騎士のすれ違い求婚
✴︎✴︎✴︎

  
現在、ティアは王宮で第二姫につかえている。

ティアが王宮にあがったのは、2年ほど前19才の時だった。
それまでは、母について領地の管理をするよう、さんざん鍛えられた。
デビューはしていたので、そのまま社交でもするのかと思っていたら、意外にも、父公爵に王宮の第二王女の女官をするよう命じられた。

正直、少し意外に思った。

気が抜けたと言うか⋯⋯ 。
多くの娘たちのように結婚をすすめられると思っていたのだ。
それをいかに断るか。

心の中にはジュノ様しかいない。

こんな気持ちで、今もこの先も、誰との話も聞きたくもないと思って構えていたのだ。

だから、少しほっとして、なんだか期限が伸びたような気がした。
それに、王宮だとジュノ様に会える機会が増えるのではないか、と単純に思っていたのだ。
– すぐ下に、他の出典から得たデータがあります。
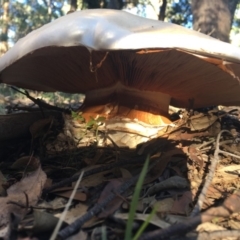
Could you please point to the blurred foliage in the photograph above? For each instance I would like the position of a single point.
(31, 14)
(179, 12)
ティアが王宮にあがる直前、兄とジュシアノールが屋敷に立ち寄った。
ティアがジュシアノールと2人きりで話せたのは、この時が最後だった。  

この同じ中庭。

ジュシアノールの近況を聞き、ティアのこれからの城仕えを話していた時。
落ちてきた葉を同時に拾おうとして、ふと彼の手が触れた。
その骨張った大きな手、
鍛えた、大事な物を守る大きな手。

背が見上げるほど大きくなって、鍛えられたその体、なのに、幼い日の色の白さと、大きな目に、昔からの彼の姿がある。
その低い声は『ティア』と優しく名前を呼んでくれていた。

(私の)

と心の中で付け加えてから、彼の名を呼ぶ。

「ジュノ様」

ジュシアノールはティアを真っ直ぐに見て、触れた手をそっと握った。
それを彼の唇に寄せた。
指に、彼の熱と、唇を、触れるか触れないのか、微かに息を感じ、ティアは彼に魅入り、時がとまる。

「必ず⋯⋯ 」

とジュシアノールが決意を秘めたように囁いた。

その続きは?
必ず、の続きは?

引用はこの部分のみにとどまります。